Rats prefer to help their own kind

Scientists discovered that lab rats will rescue a fellow rat in distress, but not a rat they consider an outsider

August 26, 2021
The Scitech
 

A decade after scientists discovered that lab rats will rescue a fellow rat in distress, but not a rat they consider an outsider, new UC Berkeley research pinpoints the brain regions that drive rats to prioritize their nearest and dearest in times of crisis. It also suggests humans may share the same neural bias. The findings, published on July 13, in the journal eLife, suggest that altruism, whether in rodents or humans, is motivated by social bonding and familiarity rather than sympathy or guilt. “We have found that the group identity of the distressed rat dramatically influences the neural response and decision to help, revealing the biological mechanism of ingroup bias,” said study senior author Daniela Kaufer, a professor of neuroscience and integrative biology at UC Berkeley.

“Priming a common group membership may be a more powerful driver for inducing pro-social motivation than increasing empathy,” said study lead author Inbal Ben-Ami Bartal, an assistant professor of psychobiology at Tel-Aviv University in Israel. “The finding of a similar neural network involved in empathic helping in rats, as in humans, provides new evidence that caring for others is based on a shared neurobiological mechanism across mammals,” Bartal said.
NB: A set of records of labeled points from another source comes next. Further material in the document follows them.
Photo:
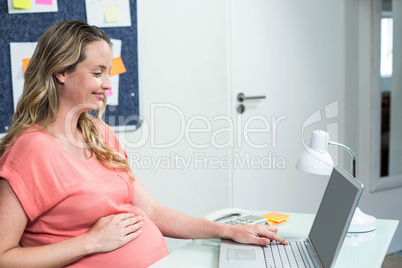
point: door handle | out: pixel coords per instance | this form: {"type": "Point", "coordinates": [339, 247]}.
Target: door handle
{"type": "Point", "coordinates": [241, 97]}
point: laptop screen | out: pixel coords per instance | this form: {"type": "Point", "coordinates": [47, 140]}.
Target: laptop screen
{"type": "Point", "coordinates": [332, 217]}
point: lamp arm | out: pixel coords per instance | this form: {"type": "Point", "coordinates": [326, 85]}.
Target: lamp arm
{"type": "Point", "coordinates": [350, 152]}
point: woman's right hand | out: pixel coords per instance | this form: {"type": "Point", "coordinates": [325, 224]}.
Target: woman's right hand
{"type": "Point", "coordinates": [114, 231]}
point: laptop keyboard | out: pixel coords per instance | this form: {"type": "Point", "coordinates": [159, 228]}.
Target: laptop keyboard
{"type": "Point", "coordinates": [291, 255]}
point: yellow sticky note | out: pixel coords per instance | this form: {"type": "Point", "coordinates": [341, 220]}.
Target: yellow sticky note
{"type": "Point", "coordinates": [22, 4]}
{"type": "Point", "coordinates": [117, 66]}
{"type": "Point", "coordinates": [112, 13]}
{"type": "Point", "coordinates": [25, 63]}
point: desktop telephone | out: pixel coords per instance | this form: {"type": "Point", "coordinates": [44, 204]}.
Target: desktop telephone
{"type": "Point", "coordinates": [234, 216]}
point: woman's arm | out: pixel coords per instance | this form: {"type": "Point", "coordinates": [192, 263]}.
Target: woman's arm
{"type": "Point", "coordinates": [175, 224]}
{"type": "Point", "coordinates": [106, 234]}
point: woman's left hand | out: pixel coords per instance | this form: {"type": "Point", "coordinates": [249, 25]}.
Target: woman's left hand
{"type": "Point", "coordinates": [255, 234]}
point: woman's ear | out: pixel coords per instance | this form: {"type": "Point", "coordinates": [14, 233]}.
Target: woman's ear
{"type": "Point", "coordinates": [60, 76]}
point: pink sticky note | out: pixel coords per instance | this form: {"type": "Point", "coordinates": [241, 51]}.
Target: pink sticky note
{"type": "Point", "coordinates": [44, 2]}
{"type": "Point", "coordinates": [109, 92]}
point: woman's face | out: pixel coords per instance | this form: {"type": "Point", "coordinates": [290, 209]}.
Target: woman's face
{"type": "Point", "coordinates": [84, 88]}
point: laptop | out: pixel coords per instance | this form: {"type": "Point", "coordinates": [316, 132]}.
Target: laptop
{"type": "Point", "coordinates": [320, 248]}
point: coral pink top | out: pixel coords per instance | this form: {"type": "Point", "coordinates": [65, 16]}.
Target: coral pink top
{"type": "Point", "coordinates": [64, 196]}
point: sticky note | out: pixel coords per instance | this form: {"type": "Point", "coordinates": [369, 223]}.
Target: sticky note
{"type": "Point", "coordinates": [44, 2]}
{"type": "Point", "coordinates": [25, 63]}
{"type": "Point", "coordinates": [22, 4]}
{"type": "Point", "coordinates": [112, 13]}
{"type": "Point", "coordinates": [117, 66]}
{"type": "Point", "coordinates": [276, 217]}
{"type": "Point", "coordinates": [109, 92]}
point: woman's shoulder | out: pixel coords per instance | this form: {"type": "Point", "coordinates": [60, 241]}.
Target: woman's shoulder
{"type": "Point", "coordinates": [31, 141]}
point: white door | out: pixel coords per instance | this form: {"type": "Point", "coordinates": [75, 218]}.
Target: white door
{"type": "Point", "coordinates": [291, 53]}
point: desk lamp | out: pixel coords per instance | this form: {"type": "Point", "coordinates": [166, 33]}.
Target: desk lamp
{"type": "Point", "coordinates": [317, 160]}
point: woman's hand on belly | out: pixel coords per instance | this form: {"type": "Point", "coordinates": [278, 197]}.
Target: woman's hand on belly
{"type": "Point", "coordinates": [114, 231]}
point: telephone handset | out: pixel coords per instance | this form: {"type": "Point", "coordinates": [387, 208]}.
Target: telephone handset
{"type": "Point", "coordinates": [234, 216]}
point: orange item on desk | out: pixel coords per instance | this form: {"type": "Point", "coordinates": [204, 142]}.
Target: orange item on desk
{"type": "Point", "coordinates": [275, 218]}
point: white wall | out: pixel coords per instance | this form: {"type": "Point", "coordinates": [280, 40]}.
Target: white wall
{"type": "Point", "coordinates": [182, 63]}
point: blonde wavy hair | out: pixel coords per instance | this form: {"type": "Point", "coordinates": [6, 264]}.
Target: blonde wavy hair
{"type": "Point", "coordinates": [59, 49]}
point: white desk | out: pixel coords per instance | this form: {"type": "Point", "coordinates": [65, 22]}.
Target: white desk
{"type": "Point", "coordinates": [358, 249]}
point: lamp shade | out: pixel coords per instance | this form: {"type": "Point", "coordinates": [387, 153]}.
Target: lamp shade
{"type": "Point", "coordinates": [316, 159]}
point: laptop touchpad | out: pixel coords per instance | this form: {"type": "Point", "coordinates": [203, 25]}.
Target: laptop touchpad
{"type": "Point", "coordinates": [241, 254]}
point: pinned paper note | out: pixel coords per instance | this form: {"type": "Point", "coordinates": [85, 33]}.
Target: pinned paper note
{"type": "Point", "coordinates": [25, 63]}
{"type": "Point", "coordinates": [109, 92]}
{"type": "Point", "coordinates": [117, 66]}
{"type": "Point", "coordinates": [112, 13]}
{"type": "Point", "coordinates": [22, 4]}
{"type": "Point", "coordinates": [108, 13]}
{"type": "Point", "coordinates": [44, 2]}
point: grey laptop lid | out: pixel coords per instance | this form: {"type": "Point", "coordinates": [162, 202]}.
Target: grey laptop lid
{"type": "Point", "coordinates": [329, 227]}
{"type": "Point", "coordinates": [334, 215]}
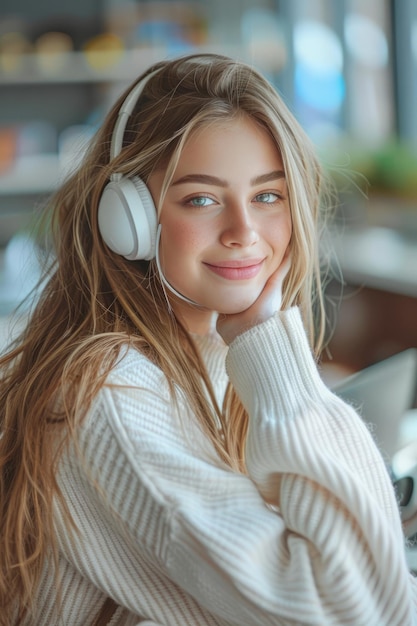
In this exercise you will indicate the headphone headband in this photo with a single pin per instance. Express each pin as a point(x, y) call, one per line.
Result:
point(125, 112)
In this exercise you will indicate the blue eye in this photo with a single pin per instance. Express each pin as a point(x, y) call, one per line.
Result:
point(268, 197)
point(200, 201)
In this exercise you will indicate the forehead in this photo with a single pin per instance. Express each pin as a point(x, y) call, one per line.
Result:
point(240, 137)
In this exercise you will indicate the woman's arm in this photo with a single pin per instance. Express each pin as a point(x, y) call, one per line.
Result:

Using fiber photometry, immunohistochemistry, calcium imaging and other diagnostic tools, researchers found that all the rats they studied experienced empathy in response to another rat’s signs of distress. However, to act on that empathy, the helper rat’s neural reward circuitry had to be triggered, and that only occurred if the trapped rat was of the same type as the helper rat, or member of its ingroup. Specifically, the rats’ empathy correlated with the brain’s sensory and orbitofrontal regions, as well as with the anterior insula. Meanwhile, the rodents’ decision to help was linked to activity in the nucleus accumbens, a reward center with neurotransmitters that include dopamine and serotonin. For the study, more than 60 pairs of caged rats were monitored over the course of two weeks. Some of the pairs were of the same strain or genetic tribe while others were not. “Overall, the findings suggest that empathy alone doesn’t predict helping behavior, and that’s really a crucial point,” she said. “So, if you want to motivate people to help others who are suffering, it may be that you have to increase their feeling of belonging and group membership, and work toward a common identity.”